The Commodore 64 has two 6502-family CPUs. There's a 6510 on the main logic board, and there's another CPU in the 1541 disk drive. The KERNAL on the host treated the 1541 as what is now called network attached storage (NAS), sending file access commands to CBM DOS in the 1541's ROM. Because the transfer protocol in CBM DOS was so slow, many C64 users sent a "fast loader" patch to the 1541's RAM in order to make data transfer faster. The demoscene eventually figured out how to run an interrupt-driven custom DOS in the background to stream data off the disk while animation continued on the host.

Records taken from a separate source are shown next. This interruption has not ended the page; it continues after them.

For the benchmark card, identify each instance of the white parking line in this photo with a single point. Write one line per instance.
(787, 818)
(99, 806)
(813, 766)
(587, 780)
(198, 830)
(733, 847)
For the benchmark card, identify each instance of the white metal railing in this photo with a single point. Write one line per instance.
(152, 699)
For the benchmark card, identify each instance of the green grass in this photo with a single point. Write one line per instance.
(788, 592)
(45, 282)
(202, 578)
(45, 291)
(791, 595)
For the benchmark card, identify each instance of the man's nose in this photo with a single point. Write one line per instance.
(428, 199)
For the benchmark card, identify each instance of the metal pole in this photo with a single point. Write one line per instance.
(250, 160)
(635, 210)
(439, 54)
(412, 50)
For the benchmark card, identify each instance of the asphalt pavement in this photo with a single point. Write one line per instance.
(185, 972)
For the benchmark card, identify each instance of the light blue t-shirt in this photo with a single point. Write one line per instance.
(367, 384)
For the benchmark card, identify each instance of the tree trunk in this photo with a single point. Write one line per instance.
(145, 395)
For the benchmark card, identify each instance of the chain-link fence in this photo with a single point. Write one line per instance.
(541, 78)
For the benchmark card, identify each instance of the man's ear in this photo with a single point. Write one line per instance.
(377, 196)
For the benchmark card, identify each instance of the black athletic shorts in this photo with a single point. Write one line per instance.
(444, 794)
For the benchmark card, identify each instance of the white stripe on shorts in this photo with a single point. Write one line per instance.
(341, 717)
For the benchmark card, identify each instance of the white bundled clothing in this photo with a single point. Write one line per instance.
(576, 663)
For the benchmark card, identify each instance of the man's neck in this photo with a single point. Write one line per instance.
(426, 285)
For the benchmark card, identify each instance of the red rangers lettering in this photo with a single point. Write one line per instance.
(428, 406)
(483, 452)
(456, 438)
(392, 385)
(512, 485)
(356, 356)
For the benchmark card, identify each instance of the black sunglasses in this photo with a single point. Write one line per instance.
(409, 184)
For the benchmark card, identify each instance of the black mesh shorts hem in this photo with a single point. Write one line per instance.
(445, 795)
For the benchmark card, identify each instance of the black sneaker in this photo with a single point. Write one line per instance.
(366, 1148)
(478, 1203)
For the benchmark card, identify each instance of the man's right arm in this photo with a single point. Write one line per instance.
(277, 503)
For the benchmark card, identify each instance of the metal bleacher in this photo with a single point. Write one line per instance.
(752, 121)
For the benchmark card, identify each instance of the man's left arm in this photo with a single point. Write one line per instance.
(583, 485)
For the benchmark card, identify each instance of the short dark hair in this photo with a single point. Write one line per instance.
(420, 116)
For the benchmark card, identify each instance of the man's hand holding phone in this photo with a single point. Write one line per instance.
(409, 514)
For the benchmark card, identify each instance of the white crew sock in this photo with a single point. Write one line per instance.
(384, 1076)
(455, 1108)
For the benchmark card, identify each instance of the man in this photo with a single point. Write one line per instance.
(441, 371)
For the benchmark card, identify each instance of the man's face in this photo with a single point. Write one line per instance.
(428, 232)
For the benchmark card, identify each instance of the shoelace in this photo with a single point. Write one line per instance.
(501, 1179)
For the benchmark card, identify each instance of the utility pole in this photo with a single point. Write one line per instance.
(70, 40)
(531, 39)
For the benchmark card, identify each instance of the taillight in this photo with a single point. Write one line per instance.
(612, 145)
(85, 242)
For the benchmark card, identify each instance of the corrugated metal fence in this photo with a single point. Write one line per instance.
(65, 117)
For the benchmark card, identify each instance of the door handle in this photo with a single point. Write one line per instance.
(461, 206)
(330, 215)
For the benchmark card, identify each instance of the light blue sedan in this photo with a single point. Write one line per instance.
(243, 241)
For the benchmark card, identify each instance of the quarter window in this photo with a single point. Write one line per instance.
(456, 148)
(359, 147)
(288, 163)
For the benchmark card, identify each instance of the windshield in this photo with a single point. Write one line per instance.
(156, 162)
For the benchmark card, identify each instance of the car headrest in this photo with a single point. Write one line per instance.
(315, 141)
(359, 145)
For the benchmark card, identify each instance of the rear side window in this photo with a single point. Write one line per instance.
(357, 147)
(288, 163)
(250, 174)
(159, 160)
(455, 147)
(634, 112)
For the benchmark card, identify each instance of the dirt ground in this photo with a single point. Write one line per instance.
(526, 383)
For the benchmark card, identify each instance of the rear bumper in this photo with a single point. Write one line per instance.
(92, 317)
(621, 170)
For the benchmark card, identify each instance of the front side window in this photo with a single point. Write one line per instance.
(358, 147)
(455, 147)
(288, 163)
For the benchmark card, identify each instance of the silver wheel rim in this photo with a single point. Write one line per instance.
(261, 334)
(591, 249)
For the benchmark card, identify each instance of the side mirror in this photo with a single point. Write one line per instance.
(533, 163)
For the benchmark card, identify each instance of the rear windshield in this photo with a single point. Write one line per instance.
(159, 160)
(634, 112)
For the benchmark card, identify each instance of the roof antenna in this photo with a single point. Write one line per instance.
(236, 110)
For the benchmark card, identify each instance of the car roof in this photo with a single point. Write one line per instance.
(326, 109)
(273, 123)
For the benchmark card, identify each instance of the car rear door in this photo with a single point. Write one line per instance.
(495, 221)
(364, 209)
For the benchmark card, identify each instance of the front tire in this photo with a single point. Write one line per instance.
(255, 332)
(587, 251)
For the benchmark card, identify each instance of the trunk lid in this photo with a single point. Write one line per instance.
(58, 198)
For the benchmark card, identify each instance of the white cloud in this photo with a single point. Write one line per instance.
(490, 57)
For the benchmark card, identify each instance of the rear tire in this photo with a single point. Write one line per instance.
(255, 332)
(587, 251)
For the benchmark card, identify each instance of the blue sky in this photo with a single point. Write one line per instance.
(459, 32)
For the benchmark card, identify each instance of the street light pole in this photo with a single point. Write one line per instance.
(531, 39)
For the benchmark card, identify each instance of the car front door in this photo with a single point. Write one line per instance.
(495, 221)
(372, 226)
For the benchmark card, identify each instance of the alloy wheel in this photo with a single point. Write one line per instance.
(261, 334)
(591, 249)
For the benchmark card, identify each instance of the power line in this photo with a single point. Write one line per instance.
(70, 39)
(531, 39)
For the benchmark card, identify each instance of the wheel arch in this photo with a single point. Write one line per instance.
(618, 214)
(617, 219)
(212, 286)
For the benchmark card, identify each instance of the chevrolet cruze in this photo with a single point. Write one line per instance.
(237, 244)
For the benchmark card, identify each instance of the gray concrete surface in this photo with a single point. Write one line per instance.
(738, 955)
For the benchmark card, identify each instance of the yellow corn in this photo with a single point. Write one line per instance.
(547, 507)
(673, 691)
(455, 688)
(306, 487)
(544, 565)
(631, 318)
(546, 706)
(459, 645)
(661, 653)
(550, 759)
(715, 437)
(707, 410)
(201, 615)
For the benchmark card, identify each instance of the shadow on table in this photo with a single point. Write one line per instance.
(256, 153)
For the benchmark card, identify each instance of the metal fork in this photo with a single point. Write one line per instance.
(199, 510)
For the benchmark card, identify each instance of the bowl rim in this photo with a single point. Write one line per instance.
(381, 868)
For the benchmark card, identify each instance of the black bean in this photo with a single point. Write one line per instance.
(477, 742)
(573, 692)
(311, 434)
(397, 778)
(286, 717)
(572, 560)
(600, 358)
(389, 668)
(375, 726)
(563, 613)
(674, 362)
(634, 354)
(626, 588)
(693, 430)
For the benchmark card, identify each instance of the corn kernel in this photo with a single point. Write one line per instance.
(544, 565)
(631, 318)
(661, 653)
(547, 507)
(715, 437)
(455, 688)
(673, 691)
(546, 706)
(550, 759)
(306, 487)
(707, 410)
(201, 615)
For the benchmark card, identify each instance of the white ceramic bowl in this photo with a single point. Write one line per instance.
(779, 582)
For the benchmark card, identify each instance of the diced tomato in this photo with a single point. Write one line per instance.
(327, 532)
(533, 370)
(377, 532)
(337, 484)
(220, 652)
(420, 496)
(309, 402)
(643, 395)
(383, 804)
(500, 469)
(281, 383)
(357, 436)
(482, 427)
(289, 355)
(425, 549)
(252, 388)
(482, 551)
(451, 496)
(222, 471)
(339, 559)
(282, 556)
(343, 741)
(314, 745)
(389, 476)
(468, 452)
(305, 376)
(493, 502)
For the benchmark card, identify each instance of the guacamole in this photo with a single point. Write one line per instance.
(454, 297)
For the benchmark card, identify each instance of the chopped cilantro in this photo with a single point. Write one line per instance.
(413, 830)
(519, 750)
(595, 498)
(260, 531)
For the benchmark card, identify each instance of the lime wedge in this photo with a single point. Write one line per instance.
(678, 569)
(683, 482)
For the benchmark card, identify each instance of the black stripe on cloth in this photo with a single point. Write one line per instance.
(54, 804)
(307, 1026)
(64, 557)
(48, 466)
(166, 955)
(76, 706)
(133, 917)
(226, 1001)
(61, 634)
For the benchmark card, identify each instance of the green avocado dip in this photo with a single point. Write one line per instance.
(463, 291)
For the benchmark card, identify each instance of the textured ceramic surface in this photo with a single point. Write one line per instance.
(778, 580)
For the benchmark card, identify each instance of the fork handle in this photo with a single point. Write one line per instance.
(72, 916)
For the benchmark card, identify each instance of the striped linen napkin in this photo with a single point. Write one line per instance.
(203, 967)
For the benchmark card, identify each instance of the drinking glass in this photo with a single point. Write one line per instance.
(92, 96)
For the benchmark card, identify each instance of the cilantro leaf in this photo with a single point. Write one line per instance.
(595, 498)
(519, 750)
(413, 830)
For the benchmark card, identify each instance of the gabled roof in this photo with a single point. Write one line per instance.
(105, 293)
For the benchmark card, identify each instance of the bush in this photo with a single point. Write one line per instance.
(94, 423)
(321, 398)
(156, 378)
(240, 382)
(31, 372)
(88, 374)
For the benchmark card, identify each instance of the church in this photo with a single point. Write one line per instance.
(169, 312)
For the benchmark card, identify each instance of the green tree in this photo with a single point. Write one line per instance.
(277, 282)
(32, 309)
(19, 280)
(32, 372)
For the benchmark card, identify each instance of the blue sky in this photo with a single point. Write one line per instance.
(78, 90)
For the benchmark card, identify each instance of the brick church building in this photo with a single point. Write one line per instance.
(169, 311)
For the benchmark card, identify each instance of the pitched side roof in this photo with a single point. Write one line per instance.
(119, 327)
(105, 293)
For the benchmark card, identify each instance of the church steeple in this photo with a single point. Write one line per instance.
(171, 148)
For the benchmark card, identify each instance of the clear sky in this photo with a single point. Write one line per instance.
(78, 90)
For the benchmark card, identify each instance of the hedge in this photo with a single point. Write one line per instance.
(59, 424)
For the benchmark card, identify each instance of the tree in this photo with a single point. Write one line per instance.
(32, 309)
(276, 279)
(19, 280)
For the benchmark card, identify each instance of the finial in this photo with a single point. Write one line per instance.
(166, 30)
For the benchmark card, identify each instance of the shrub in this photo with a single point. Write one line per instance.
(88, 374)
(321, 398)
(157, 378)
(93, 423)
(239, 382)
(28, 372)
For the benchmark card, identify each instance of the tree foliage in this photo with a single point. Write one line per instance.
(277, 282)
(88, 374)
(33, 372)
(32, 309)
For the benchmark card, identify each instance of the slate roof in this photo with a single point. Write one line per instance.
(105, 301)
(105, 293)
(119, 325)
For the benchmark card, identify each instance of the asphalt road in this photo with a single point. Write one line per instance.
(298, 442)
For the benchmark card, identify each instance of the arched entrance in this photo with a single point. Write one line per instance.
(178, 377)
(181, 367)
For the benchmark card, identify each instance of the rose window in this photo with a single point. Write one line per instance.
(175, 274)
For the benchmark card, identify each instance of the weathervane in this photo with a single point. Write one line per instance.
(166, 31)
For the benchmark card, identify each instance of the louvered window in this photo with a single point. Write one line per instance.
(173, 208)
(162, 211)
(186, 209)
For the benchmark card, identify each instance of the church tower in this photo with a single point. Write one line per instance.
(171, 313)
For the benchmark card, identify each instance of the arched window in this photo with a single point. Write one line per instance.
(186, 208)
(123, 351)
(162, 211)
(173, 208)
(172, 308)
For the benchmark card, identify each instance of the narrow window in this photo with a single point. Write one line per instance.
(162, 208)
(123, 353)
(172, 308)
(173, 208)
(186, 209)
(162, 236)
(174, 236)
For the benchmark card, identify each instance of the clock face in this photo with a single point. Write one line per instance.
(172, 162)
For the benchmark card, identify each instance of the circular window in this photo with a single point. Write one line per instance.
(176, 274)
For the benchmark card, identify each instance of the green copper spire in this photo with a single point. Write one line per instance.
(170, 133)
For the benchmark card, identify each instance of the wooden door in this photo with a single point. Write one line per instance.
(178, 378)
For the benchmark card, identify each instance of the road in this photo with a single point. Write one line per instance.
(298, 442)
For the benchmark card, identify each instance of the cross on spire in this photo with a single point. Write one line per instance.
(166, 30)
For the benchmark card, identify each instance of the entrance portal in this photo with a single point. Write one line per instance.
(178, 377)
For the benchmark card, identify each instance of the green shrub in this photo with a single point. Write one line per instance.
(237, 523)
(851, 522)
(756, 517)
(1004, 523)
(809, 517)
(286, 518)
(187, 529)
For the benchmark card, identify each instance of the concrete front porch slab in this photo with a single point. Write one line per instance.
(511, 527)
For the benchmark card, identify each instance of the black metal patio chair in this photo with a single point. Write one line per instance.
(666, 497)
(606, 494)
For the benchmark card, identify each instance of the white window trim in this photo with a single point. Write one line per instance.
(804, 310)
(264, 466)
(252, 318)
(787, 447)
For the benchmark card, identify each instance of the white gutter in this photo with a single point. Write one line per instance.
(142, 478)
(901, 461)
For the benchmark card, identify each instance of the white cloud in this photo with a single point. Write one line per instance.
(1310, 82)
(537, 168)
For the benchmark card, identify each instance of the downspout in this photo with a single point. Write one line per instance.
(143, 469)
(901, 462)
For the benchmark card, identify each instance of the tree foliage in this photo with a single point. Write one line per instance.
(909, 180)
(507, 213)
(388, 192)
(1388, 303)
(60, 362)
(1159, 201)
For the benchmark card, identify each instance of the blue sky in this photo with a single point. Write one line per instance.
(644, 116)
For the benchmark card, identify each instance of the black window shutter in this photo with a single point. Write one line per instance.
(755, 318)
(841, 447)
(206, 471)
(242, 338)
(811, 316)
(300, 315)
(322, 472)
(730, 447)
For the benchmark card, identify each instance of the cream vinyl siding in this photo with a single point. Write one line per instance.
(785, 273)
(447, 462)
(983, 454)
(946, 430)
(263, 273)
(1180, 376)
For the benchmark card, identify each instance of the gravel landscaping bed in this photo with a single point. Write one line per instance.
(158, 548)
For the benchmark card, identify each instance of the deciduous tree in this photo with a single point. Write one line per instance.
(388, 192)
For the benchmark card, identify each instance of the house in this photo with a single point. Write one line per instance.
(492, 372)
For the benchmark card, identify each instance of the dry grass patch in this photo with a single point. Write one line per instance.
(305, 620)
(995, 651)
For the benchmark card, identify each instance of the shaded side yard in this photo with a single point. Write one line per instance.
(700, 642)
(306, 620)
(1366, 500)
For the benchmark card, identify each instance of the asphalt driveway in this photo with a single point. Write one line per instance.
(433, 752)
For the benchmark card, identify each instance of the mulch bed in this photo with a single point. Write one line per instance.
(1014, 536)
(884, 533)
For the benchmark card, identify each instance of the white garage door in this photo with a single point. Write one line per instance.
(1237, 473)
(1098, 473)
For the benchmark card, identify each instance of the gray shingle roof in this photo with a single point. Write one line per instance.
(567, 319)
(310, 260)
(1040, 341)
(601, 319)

Fourth-generation game consoles
The Super Nintendo Entertainment System (called Super Famicom in East Asia) has two 6502-family CPUs. One is a second-source 3.6 MHz 65816 core licensed from WDC, combined with a DMA controller in the 5A22. The other is a 1 MHz Sony SPC700, which behaves as a 65C02 with reshuffled opcode numbers. Games run game logic on the 65816 and the sound engine on the SPC700. Some Game Paks include a third processor: either an NEC uPD77C25 DSP, a Capcom CX4 (Hitachi HG51B169) DSP, an Argonaut Super FX Graphics Support Unit (GSU), an SA1 (a 10.5 MHz 65816-based coprocessor), or even the entire Game Boy system-on-chip. (Source: "SNES Cartridges" in Fullsnes)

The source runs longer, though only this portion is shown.